15 Nach § 34 Abs. 1a VwGG ist der Verwaltungsgerichtshof bei der Beurteilung der Zulässigkeit der Revision gemäß Art. 133 Abs. 4 B-VG an den Ausspruch des Verwaltungsgerichtes gemäß § 25a Abs. 1 VwGG nicht gebunden. Die Zulässigkeit einer außerordentlichen Revision gemäß Art. 133 Abs. 4 B-VG hat der Verwaltungsgerichtshof im Rahmen der dafür in der Revision vorgebrachten Gründe (§ 28 Abs. 3 VwGG) zu überprüfen.
16 Die Revisionswerberin bringt vor, sie erachte sich durch das angefochtene Erkenntnis in ihrem subjektiven Recht auf „Zuerkennung des Status als Asylberechtigte bzw. subsidiär Schutzberechtigte“ verletzt.
17 Gemäß § 28 Abs. 1 Z 4 VwGG hat die Revision die Bezeichnung der Rechte, in denen die revisionswerbende Partei verletzt zu sein behauptet (Revisionspunkte), zu enthalten. Durch die von der revisionswerbenden Partei vorgenommene Bezeichnung der Revisionspunkte wird der Prozessgegenstand des verwaltungsgerichtlichen Verfahrens festgelegt und der Rahmen abgesteckt, an den der Verwaltungsgerichtshof bei Prüfung des angefochtenen Erkenntnisses oder des angefochtenen Beschlusses gemäß § 41 VwGG gebunden ist. Demnach hat der Verwaltungsgerichtshof nicht zu prüfen, ob durch die angefochtene Entscheidung irgendein subjektives Recht der revisionswerbenden Partei verletzt wurde, sondern nur zu prüfen, ob jenes Recht verletzt wurde, dessen Verletzung sie behauptet. Der in § 28 Abs. 1 Z 4 VwGG geforderten Angabe der Revisionspunkte kommt für den Prozessgegenstand des Verfahrens vor dem Verwaltungsgerichtshof insoweit entscheidende Bedeutung zu, als die revisionswerbende Partei jenes subjektive Recht herauszuheben hat, dessen behauptete Verletzung die Legitimation zur Revisionserhebung erst begründet.
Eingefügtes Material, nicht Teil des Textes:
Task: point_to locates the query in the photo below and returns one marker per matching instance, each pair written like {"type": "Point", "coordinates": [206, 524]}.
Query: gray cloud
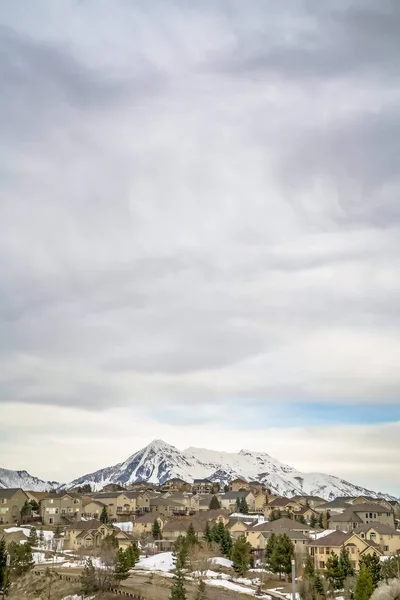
{"type": "Point", "coordinates": [199, 205]}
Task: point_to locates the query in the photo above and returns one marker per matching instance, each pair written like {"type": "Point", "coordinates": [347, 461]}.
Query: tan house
{"type": "Point", "coordinates": [229, 499]}
{"type": "Point", "coordinates": [359, 514]}
{"type": "Point", "coordinates": [60, 509]}
{"type": "Point", "coordinates": [120, 505]}
{"type": "Point", "coordinates": [387, 538]}
{"type": "Point", "coordinates": [11, 503]}
{"type": "Point", "coordinates": [90, 535]}
{"type": "Point", "coordinates": [333, 543]}
{"type": "Point", "coordinates": [238, 485]}
{"type": "Point", "coordinates": [176, 485]}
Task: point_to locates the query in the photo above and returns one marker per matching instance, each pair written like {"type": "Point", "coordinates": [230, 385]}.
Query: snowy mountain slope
{"type": "Point", "coordinates": [159, 461]}
{"type": "Point", "coordinates": [22, 479]}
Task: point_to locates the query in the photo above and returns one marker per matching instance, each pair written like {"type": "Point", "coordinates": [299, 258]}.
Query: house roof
{"type": "Point", "coordinates": [335, 539]}
{"type": "Point", "coordinates": [9, 492]}
{"type": "Point", "coordinates": [378, 527]}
Wird der Revisionspunkt unmissverständlich ausgeführt, so ist er einer Auslegung aus dem Gesamtzusammenhang der Revision nicht zugänglich (vgl. VwGH 9.9.2020, Ra 2020/20/0327, mwN).
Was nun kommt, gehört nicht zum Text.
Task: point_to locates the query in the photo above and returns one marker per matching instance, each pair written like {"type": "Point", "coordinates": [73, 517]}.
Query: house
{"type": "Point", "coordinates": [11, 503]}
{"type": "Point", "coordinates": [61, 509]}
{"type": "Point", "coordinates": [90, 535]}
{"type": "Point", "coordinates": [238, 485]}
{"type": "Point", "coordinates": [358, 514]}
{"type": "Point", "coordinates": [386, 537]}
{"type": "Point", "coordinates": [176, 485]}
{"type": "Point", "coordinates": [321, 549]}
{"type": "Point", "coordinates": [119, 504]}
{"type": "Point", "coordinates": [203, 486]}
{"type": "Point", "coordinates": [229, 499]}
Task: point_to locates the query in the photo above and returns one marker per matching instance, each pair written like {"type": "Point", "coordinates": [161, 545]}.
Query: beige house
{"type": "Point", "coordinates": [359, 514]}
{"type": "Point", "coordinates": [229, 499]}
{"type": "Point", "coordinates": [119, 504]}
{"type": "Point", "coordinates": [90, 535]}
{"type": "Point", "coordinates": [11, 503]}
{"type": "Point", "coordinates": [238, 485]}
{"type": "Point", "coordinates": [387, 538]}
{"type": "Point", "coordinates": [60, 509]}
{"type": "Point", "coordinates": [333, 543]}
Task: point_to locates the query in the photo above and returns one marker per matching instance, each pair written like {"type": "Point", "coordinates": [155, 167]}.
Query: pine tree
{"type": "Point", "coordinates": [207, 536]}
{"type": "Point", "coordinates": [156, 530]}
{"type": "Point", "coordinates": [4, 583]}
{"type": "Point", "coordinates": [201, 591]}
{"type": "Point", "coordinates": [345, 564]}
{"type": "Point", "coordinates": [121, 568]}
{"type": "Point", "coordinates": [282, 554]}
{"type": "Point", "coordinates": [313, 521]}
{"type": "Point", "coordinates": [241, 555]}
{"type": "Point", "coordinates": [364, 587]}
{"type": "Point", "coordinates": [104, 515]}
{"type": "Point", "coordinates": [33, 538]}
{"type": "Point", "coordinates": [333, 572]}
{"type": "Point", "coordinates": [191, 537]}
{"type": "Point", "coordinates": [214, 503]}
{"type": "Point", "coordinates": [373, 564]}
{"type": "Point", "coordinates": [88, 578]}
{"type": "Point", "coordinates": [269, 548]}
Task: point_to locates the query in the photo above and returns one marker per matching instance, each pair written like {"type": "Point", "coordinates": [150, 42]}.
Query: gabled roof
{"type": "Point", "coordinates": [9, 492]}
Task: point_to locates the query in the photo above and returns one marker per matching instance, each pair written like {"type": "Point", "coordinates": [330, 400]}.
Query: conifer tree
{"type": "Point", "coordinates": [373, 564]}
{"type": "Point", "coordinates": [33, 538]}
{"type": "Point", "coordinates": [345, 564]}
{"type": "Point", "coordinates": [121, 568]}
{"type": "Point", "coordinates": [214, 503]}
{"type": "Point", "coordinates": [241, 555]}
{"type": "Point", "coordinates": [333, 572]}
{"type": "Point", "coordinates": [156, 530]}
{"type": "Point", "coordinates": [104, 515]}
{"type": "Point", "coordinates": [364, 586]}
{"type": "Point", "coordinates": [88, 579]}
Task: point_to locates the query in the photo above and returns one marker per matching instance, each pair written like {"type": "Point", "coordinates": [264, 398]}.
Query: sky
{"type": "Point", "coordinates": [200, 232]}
18 Mit dem angefochtenen Erkenntnis wurde der Folgeantrag der Revisionswerberin auf internationalen Schutz gemäß § 68 Abs. 1 AVG wegen entschiedener Sache im Instanzenzug zurückgewiesen. Es liegt daher insoweit eine ausschließlich verfahrensrechtliche Entscheidung vor, mit der die Entscheidung in der Sache abgelehnt wurde. Im Hinblick auf diesen normativen Gehalt des diesbezüglich bekämpften Teils des angefochtenen Erkenntnisses (Zurückweisung des Antrages auf internationalen Schutz) käme vorliegend allein die Verletzung der Revisionswerberin im Recht auf meritorische Entscheidung über ihren Antrag, nicht aber die Verletzung in den, den Inhalt des Antrages auf internationalen Schutz bildenden Rechten in Betracht. Die Revisionswerberin konnte daher in den als Revisionspunkten genannten Rechten auf Gewährung von Asyl oder subsidiärem Schutz nicht verletzt werden (vgl. nochmals Ra 2020/20/0327, mwN).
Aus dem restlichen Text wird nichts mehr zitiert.